Quality, Not Length of Life, Important

Doctors Should Explain Treatment Outcomes That May Impair Patient By Jeanie Davis

WebMD Medical News


April 3, 2002 -- More patients would choose to die rather than have extensive treatment -- that is, if they knew their quality of life would be severely altered afterward.


A new study from a group of Yale researchers looks at the issue of quality in end-of-life care. For the past 25 years, it has been standard hospital procedure for patients to indicate whether they choose life-sustaining treatment or not. Yet too often, the discussions of these treatments are too limited, they say.


"A central component of quality end of life care is honoring patients' preferences," says lead author Terri R. Fried, MD, an epidemiologist with Yale University School of Medicine. Her study appears in this week's New England Journal of Medicine. "If patients preferences are to be honored, they must be well understood."

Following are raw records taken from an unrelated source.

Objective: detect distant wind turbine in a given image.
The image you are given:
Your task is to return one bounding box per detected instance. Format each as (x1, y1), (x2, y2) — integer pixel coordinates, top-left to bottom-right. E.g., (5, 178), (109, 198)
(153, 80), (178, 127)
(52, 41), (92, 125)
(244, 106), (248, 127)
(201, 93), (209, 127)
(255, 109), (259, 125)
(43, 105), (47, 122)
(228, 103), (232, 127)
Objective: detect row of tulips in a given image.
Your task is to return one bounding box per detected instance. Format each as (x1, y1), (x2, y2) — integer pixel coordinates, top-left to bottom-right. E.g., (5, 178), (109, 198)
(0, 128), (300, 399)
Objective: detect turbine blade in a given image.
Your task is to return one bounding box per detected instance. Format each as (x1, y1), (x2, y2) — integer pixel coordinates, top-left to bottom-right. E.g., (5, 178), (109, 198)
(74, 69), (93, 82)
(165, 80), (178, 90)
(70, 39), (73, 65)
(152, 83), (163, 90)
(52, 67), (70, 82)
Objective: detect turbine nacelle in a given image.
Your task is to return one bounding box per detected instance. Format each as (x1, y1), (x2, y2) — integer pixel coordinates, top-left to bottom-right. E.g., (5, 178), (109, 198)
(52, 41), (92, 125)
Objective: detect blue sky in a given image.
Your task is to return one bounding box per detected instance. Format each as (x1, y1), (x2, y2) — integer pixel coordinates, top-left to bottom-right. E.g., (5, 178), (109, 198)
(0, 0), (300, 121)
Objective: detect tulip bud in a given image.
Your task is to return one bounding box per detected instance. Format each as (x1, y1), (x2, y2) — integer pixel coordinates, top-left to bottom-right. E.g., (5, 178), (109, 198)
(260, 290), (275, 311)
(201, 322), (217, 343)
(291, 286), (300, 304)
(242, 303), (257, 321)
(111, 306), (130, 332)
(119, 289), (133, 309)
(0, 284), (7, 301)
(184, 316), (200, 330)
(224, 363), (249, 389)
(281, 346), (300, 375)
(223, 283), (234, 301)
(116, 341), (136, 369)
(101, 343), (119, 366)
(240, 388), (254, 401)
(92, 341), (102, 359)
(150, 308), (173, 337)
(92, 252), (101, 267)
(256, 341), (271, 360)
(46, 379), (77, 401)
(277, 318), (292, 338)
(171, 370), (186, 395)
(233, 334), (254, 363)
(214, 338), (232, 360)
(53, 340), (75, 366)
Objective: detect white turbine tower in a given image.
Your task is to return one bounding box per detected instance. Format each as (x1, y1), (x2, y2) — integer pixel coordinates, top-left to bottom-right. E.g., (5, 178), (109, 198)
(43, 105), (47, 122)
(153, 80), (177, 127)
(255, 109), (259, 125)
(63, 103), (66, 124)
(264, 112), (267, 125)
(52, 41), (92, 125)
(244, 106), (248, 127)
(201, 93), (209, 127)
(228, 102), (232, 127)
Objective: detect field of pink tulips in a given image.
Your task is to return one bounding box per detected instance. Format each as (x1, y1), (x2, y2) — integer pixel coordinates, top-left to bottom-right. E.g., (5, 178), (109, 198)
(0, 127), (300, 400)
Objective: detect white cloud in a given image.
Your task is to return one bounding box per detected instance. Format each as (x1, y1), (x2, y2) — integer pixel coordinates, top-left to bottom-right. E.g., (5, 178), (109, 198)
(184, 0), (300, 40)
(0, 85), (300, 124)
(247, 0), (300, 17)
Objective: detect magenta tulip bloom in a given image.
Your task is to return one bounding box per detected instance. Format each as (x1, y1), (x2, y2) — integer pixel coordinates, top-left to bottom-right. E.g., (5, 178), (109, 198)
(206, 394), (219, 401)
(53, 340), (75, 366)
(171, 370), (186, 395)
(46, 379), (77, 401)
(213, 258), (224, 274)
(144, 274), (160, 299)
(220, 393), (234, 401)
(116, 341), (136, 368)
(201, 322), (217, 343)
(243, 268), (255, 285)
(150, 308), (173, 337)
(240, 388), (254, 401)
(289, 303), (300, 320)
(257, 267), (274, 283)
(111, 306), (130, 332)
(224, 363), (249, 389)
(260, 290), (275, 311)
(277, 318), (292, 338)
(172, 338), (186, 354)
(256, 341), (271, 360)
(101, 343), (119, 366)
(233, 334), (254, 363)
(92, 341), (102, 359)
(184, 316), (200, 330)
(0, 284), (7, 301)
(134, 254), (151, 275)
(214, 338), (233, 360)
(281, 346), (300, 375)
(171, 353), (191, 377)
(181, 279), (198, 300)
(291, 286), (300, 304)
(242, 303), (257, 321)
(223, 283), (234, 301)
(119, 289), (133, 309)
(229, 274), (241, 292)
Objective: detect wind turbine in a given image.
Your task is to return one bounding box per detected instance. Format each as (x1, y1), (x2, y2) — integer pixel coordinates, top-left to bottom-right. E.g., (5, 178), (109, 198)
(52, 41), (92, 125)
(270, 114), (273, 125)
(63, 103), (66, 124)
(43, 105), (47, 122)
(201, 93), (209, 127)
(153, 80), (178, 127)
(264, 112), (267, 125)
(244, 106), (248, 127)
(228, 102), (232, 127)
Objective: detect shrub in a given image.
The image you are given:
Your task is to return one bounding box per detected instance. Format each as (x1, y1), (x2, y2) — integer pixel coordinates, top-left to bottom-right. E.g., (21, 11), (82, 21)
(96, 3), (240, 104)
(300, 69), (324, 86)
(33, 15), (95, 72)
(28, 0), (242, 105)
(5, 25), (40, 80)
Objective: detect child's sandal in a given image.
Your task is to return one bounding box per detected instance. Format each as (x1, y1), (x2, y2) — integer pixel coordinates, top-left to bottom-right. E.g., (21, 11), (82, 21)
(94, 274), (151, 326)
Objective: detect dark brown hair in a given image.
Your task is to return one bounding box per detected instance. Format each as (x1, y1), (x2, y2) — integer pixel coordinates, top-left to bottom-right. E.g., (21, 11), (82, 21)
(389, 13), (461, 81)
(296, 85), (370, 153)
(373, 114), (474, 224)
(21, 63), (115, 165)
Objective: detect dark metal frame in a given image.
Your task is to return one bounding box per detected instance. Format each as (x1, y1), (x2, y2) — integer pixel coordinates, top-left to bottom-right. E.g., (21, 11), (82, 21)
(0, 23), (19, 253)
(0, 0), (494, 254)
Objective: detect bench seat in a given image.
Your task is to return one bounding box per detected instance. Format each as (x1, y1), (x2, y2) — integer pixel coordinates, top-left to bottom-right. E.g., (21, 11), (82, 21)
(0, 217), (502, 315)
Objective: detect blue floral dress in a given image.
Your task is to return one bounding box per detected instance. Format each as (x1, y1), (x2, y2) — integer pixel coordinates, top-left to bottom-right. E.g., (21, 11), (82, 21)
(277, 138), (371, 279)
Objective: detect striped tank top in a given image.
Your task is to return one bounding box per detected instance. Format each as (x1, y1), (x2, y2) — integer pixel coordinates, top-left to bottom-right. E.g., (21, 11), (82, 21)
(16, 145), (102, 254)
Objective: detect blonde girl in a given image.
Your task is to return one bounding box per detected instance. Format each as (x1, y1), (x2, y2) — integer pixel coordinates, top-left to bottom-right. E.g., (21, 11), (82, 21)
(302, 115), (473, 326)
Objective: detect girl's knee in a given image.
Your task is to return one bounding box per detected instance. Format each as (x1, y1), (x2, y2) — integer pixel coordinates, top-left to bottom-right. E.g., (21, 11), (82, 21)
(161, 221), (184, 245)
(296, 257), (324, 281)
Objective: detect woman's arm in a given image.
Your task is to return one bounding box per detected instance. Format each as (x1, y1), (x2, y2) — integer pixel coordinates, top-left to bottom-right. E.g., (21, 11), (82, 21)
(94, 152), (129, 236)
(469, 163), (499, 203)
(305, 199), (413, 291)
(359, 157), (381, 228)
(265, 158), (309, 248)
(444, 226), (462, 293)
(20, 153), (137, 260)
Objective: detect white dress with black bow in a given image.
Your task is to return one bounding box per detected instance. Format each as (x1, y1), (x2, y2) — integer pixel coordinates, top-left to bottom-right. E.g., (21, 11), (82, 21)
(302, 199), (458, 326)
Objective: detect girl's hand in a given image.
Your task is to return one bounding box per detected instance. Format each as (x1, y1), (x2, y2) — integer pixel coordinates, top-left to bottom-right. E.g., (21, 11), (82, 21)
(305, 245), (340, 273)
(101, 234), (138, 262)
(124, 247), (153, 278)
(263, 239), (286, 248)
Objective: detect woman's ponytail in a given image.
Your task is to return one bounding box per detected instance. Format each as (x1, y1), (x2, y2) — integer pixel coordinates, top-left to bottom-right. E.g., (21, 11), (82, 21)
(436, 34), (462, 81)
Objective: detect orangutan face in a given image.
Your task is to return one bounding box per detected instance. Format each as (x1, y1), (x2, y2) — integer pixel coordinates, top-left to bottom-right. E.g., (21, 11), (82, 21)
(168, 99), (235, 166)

What do seriously ill patients give highest priority, when they are at the end of life? Do they want the extensive tests or surgery if they might die anyway? What if there's a good chance that they will live longer but have a serious impairment?


In her study, Fried and colleagues looked at this complex issue. They talked with 226 persons -- all 60 years old or older -- who had limited life expectancy because of cancer, congestive heart failure, or chronic obstructive pulmonary disease.


With each patient, researchers discussed possible treatments and what they involved. What researchers called "high-burden" treatment involved a monthlong hospital stay with extensive tests. "Low-burden" treatments meant no more than a week in the hospital with just a few minor tests.


Patients were told whether the outcome was a certainty -- whether it would return them to good health -- or if there was a chance they would die soon anyway. Patients were also told if they would likely have a severe impairment afterward.


The findings: 98.7% patients chose the less-involved treatment that would return them to good health. However, when the more extensive treatment was their option, only 11.2% chose it -- with the rest choosing to die instead.


As the likelihood of an adverse outcome increased, fewer patients were willing to choose the treatment, says Fried. Even fewer chose treatment when they realized they would have a physical or mental impairment afterward.


If it meant living with a physical impairment -- that they would be bed-bound and unable to get to the bathroom or do any daily activities alone -- 74% decided against the treatment. When severe mental impairment was likely -- meaning they would not be aware of their surroundings and unable to recognize family members -- almost 90% decided against it.


"Clearly, treatment outcomes are a strong determinant of patients' preferences," writes Fried.


Her study has some limitations, Fried acknowledges. The patients in her study may not have considered themselves to be close to death. Also, the set-up of the study forced patients to choose between a particular treatment and certain death.


"In reality, however, the choices may not be so simple." Some patients may opt for alternative therapies that relieve symptoms like pain, she says.


However, the study "has important implications for advanced planning," writes Fried. While doctors typically focus on discussing specific interventions -- like cardiovascular resuscitation -- they may not give patients the full picture of the outcome afterward.


"Without explicit consideration of functional and cognitive outcomes, patients are likely to have overly optimistic expectations of the results," she writes. Clarifying this picture is "especially important, since our study showed that many patients would not want to receive treatment if there was even a 50 percent chance of severe functional or cognitive impairment."


"What, then, are doctors, patients, and families to do?" write Diane E. Meier, MD, and R. Sean Morrison, MD, of New York's Mount Sinai School of Medicine, in an accompanying editorial.


"When desperately ill patients and their families opt for desperate treatments, they should also be asked under what circumstances death would be preferable to life with severe impairment ... and whether treatments should be discontinued if those circumstances occur."


Possibly, giving a therapy a limited trial is one answer, say Meier and Morrison. "Patients, families, and doctors need an escape route. ... If the worst happens, life-sustaining treatment can be stopped according to the patient's wishes."


What do seriously ill patients want medical treatment to do? Relieve their suffering, help minimize the burden on their families, and provide them with a sense of control, studies have shown. Physicians can help by discussing these issues more openly, say Meier and Morrison.


Also, by talking with patients about home care, hospice services, and pain-relief therapies, doctors can show "genuine expressions of respect for patients' autonomy," they write.